At dawn, around 4,000 heavily armed agents entered Prison 8 in Guayaquil in southwestern Ecuador, where the head of the powerful Los Choneros criminal group, Jose Adolfo Macias, alias “Fito,“has been held since 2011.
Images shared by security forces showed a bearded man in his underwear, with his hands on his head in some shots and lying on the floor with his arms tied in others.
Ecuadoran President Guillermo Lasso announced on social media site X, formerly known as Twitter, that Fito had been transferred to La Roca, a 150-person maximum security prison that is part of the same penitentiary complex where the gang boss was already being held.
Ecuador has been under a state of emergency since the shock assassination Wednesday of journalist-turned-politician Fernando Villavicencio.
The anti-corruption crusader – up to then second in polls – was gunned down as he left a campaign rally in the capital Quito.
A week before the 59-year-old was killed, he had said that Fito was threatening him.
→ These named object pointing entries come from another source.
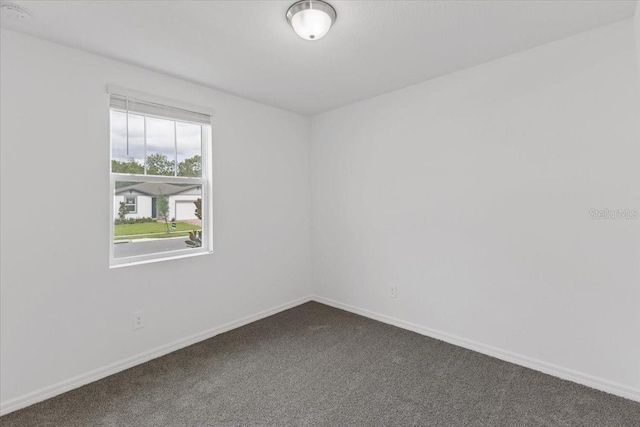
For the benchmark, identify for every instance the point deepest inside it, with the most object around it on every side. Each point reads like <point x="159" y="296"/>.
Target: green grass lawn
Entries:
<point x="152" y="229"/>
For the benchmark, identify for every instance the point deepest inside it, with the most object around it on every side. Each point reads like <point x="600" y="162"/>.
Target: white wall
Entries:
<point x="472" y="193"/>
<point x="636" y="20"/>
<point x="64" y="313"/>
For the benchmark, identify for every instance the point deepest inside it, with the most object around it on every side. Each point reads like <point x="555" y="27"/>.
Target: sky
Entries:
<point x="160" y="138"/>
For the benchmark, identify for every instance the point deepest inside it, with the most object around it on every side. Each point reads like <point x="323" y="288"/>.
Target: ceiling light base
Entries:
<point x="311" y="19"/>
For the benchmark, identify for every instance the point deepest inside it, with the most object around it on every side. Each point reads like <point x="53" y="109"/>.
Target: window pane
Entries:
<point x="189" y="144"/>
<point x="161" y="149"/>
<point x="166" y="218"/>
<point x="127" y="157"/>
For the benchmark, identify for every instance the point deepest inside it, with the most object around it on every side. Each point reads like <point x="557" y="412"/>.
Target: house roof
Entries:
<point x="156" y="188"/>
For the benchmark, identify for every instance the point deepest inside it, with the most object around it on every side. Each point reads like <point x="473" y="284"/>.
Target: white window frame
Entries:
<point x="205" y="181"/>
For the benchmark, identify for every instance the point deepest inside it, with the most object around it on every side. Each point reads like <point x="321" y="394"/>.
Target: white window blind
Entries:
<point x="135" y="106"/>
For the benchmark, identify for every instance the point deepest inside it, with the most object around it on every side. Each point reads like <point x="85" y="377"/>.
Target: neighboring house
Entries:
<point x="141" y="199"/>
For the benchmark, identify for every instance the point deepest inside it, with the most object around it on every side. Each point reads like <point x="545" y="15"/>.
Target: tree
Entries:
<point x="130" y="166"/>
<point x="158" y="164"/>
<point x="190" y="167"/>
<point x="123" y="211"/>
<point x="162" y="206"/>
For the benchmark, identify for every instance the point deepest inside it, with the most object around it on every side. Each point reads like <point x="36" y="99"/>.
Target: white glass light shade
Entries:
<point x="311" y="24"/>
<point x="311" y="19"/>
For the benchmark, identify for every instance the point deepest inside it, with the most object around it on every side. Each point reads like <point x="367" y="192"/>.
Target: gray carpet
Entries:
<point x="315" y="365"/>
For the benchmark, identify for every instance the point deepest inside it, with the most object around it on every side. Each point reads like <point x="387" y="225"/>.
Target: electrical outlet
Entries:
<point x="393" y="291"/>
<point x="138" y="320"/>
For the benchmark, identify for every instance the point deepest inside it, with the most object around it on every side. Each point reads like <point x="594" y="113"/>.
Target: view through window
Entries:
<point x="159" y="181"/>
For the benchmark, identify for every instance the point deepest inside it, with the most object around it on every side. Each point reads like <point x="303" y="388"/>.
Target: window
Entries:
<point x="160" y="179"/>
<point x="130" y="204"/>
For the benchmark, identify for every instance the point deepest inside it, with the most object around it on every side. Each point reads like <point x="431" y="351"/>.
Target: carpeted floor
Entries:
<point x="315" y="365"/>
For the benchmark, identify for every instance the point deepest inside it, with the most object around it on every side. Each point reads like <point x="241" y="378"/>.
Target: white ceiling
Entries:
<point x="248" y="49"/>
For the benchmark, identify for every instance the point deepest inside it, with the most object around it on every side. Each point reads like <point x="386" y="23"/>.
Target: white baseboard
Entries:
<point x="602" y="384"/>
<point x="538" y="365"/>
<point x="97" y="374"/>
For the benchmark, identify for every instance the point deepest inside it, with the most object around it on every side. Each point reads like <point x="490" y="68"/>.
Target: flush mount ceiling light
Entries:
<point x="311" y="19"/>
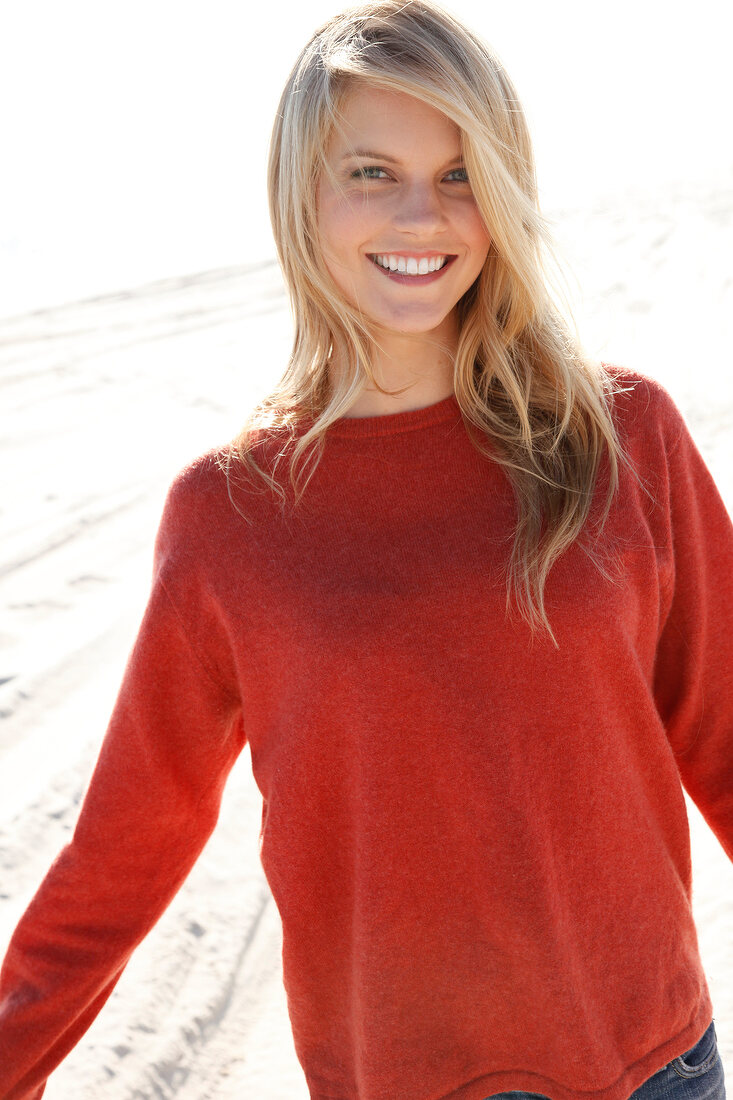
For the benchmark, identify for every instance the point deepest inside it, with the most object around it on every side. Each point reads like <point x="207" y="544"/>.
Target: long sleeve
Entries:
<point x="693" y="675"/>
<point x="152" y="803"/>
On Saturday, Villavicencio’s party announced that his running mate, Andrea Gonzalez, would take his place in the August 20 election.Gonzalez, 36, is an environmental advocate who has fought for the protection of oceans, forests and mangroves.
‘State crime’
Villavicencio’s widow, Veronica Sarauz, blamed the state for her husband’s death, accusing police of not adequately protecting him.
“This is a state crime because he was under the custody of the state through the police,” she said during a press conference on Saturday.
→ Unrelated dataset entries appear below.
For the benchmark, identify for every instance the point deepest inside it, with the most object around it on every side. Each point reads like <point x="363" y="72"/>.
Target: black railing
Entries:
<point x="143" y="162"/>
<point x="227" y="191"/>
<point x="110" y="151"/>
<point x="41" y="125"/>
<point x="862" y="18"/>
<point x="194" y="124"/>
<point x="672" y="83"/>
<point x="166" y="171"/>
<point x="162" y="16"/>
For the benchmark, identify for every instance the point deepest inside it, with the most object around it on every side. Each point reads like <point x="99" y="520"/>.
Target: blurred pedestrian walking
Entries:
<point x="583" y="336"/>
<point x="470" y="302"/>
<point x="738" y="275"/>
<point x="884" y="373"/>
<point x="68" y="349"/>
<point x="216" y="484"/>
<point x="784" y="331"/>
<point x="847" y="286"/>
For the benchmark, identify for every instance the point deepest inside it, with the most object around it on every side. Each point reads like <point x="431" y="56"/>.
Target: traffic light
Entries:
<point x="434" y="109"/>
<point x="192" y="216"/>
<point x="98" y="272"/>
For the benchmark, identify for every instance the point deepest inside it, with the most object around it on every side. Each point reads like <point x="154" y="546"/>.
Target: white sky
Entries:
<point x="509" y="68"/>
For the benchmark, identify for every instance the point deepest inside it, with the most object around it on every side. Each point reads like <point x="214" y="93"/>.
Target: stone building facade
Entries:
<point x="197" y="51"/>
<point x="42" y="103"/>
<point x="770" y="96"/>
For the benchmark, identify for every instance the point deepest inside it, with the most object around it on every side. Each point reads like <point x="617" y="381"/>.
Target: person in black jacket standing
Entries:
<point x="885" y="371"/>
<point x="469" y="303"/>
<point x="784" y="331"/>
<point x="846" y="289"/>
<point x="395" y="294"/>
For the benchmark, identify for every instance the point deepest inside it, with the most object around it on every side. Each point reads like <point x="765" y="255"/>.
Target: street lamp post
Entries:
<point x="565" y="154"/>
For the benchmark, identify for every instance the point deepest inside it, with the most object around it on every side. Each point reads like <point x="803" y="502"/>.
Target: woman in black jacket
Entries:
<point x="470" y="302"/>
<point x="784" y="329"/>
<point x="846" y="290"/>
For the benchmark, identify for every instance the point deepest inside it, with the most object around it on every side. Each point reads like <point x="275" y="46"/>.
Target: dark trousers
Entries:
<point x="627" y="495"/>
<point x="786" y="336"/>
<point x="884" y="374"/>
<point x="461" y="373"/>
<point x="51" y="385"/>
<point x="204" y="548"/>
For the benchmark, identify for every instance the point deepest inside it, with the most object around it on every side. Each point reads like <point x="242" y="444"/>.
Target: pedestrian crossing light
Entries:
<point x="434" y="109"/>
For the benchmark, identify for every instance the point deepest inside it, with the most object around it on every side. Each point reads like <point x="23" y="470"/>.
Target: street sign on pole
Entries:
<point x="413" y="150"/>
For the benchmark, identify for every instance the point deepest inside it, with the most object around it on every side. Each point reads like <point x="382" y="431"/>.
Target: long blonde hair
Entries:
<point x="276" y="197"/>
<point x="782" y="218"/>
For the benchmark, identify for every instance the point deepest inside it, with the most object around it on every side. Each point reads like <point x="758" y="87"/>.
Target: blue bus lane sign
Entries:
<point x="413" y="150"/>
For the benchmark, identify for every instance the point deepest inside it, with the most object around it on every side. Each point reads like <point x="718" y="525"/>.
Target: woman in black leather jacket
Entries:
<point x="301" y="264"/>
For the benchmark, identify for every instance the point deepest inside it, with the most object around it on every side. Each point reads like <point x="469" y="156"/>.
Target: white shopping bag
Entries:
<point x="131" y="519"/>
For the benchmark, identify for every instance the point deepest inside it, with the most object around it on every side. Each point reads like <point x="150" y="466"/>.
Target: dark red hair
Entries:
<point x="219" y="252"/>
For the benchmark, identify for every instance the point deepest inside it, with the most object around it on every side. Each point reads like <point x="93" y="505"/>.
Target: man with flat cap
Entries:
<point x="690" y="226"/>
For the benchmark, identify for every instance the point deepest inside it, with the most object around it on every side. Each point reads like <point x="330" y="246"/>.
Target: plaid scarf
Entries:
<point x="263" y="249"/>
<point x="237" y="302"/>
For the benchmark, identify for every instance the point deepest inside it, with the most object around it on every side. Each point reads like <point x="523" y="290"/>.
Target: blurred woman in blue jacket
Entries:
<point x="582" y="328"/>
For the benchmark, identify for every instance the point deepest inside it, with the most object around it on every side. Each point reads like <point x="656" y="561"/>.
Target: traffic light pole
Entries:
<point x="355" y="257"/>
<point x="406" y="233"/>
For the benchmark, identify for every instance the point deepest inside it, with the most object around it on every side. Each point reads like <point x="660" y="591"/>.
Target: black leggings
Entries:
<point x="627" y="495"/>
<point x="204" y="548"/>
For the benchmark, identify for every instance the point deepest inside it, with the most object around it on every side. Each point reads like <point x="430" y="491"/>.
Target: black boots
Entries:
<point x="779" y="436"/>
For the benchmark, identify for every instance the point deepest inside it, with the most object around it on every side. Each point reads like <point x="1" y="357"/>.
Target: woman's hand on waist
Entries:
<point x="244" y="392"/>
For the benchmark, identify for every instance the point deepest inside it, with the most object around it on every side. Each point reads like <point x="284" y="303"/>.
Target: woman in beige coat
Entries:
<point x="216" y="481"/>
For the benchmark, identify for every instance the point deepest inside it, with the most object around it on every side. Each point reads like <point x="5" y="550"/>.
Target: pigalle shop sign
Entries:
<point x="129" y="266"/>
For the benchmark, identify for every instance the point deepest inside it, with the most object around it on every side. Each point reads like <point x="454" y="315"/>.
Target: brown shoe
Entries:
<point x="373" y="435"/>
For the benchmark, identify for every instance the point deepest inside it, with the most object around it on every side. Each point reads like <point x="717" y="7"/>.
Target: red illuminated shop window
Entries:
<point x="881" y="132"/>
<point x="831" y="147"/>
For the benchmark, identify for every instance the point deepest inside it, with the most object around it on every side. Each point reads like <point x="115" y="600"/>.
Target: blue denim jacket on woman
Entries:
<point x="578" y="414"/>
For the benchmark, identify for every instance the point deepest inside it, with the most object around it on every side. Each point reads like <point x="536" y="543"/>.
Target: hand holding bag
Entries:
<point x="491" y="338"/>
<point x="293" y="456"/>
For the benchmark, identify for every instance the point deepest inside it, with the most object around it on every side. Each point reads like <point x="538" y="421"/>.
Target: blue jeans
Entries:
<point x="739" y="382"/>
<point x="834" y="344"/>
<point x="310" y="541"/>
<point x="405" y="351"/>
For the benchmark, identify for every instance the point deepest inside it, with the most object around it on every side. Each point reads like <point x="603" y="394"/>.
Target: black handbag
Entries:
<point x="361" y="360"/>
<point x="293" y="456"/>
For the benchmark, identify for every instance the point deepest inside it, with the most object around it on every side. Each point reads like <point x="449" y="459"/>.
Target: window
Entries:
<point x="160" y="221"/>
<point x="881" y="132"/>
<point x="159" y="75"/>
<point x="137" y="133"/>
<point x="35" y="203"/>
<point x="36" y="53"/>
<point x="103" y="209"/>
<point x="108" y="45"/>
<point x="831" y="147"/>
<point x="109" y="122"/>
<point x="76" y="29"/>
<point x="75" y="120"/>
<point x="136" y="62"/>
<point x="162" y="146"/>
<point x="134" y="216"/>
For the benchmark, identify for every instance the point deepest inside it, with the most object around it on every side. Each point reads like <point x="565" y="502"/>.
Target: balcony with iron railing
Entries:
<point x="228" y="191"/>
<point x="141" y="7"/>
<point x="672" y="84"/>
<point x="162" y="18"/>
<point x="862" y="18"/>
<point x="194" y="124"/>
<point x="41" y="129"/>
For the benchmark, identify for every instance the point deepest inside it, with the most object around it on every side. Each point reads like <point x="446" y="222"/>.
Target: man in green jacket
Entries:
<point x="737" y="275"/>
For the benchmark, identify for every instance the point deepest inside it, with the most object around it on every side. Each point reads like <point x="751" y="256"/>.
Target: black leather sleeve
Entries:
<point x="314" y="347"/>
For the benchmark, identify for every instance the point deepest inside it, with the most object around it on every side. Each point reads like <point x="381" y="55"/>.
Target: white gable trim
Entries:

She also blamed supporters of ex-president Rafael Correa, who was sentenced in 2020 to eight years in prison after Villavicencio had investigated him for corruption.
The day before his assassination, Villavicencio had filed a complaint with the Public Prosecutor’s Office alleging irregularities in oil contracts negotiated during Correa’s administration, estimating a loss to the country of around $9 billion.
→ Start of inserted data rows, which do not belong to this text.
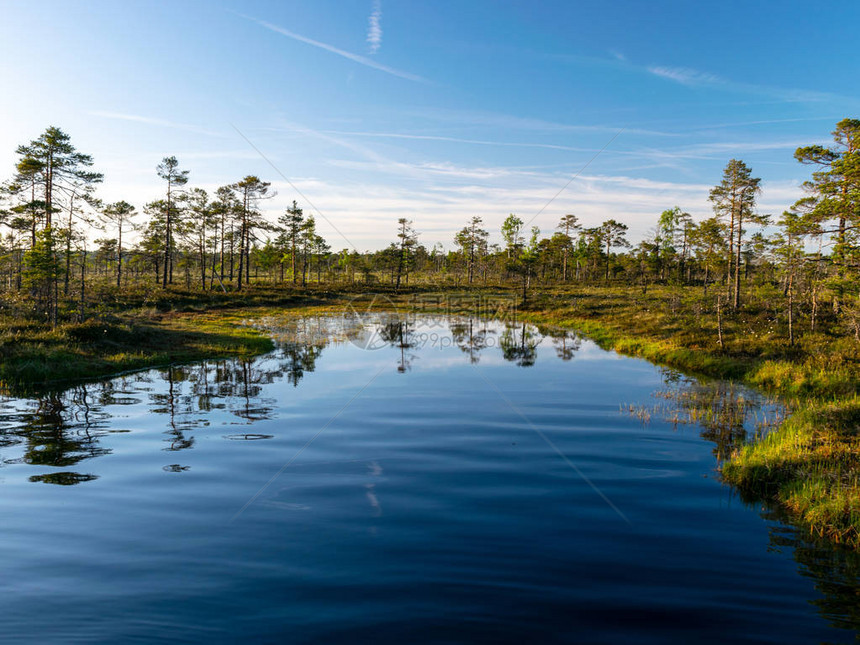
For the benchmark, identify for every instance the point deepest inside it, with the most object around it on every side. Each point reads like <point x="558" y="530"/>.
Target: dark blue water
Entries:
<point x="442" y="481"/>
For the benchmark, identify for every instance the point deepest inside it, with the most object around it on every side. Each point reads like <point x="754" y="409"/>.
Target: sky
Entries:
<point x="364" y="111"/>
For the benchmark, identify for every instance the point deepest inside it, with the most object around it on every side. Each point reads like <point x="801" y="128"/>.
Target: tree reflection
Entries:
<point x="566" y="343"/>
<point x="397" y="333"/>
<point x="727" y="414"/>
<point x="519" y="343"/>
<point x="57" y="430"/>
<point x="468" y="339"/>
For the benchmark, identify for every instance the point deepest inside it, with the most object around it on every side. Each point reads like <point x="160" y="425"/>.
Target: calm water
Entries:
<point x="438" y="481"/>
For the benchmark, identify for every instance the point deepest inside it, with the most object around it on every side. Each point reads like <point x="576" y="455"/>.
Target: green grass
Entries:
<point x="809" y="466"/>
<point x="39" y="359"/>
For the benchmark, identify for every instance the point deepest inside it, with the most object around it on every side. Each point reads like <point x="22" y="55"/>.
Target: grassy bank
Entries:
<point x="811" y="463"/>
<point x="35" y="358"/>
<point x="809" y="466"/>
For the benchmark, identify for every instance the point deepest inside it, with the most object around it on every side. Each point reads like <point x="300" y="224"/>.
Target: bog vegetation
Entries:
<point x="773" y="299"/>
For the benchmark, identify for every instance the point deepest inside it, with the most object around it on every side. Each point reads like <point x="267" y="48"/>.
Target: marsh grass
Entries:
<point x="809" y="465"/>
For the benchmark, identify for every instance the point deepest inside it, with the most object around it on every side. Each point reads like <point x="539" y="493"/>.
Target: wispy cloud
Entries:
<point x="356" y="58"/>
<point x="374" y="27"/>
<point x="685" y="75"/>
<point x="696" y="78"/>
<point x="508" y="122"/>
<point x="480" y="142"/>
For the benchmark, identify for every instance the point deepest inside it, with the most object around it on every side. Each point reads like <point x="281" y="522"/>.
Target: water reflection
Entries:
<point x="58" y="434"/>
<point x="726" y="413"/>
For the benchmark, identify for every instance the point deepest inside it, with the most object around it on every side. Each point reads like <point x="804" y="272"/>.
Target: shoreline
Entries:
<point x="808" y="466"/>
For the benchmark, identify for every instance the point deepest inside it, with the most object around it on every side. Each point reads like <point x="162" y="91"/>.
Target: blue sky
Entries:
<point x="435" y="110"/>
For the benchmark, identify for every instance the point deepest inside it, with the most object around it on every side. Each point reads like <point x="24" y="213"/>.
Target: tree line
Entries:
<point x="189" y="238"/>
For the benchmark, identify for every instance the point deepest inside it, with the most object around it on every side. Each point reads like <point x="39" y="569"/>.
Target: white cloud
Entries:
<point x="374" y="27"/>
<point x="685" y="75"/>
<point x="356" y="58"/>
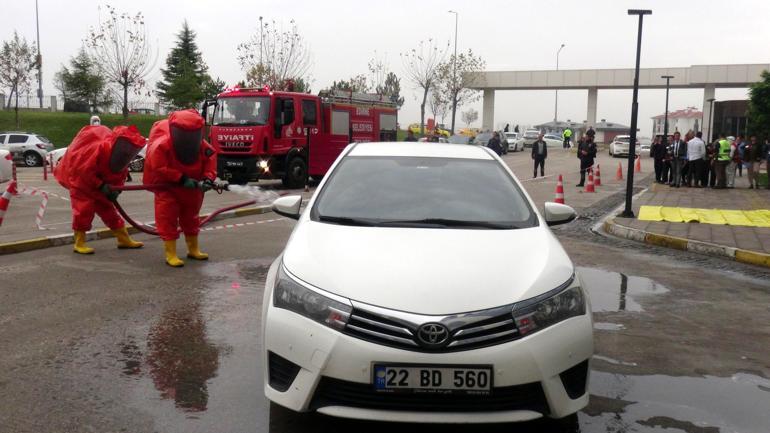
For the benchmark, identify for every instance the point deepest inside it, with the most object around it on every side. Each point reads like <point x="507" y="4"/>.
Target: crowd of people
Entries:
<point x="690" y="162"/>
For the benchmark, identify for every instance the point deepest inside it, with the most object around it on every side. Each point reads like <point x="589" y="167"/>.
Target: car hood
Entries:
<point x="427" y="271"/>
Sarauz, who was escorted by police and wearing a bullet-proof vest and helmet, said that she and her three children were “also in danger.”
President Lasso has blamed the murder on organized crime.
Six Colombians have been arrested in suspected connection with the murder, while a seventh was killed in a shootout with his bodyguards. Authorities have not said who hired and paid the hitmen.
Before his murder, Villavicencio told a local program that an “emissary” for Fito had contacted him and told him to stop talking about the gang.
“If I continue… mentioning Los Choneros, they are going to break me,” he said.
‘Unjustifiable violence’
Villavicencio had drawn the ire of gangs and drug traffickers with his reputation for speaking out against the cartels.
Since 2018, drug seizures and homicides have increased alarmingly in Ecuador, blamed widely on transnational organized crime groups.
Prisons have become the center of operations for drug trafficking.
More than 430 inmates have died violently since 2021, dozens of them dismembered and incinerated amid disputes between rival gangs.
Fito, who had been sentenced to 34 years for organized crime, drug trafficking and murder, had controlled at least one cellblock in the prison he was removed from.
The global community has condemned Villavicencio’s murder, including the United Nations, United States and European Union.
On Saturday, Pope Francis rejected the violence plaguing Ecuador in a message to the archbishop of Quito, Alfredo Espinoza.
The pope condemned “with all his strength” the “suffering caused by unjustifiable violence.”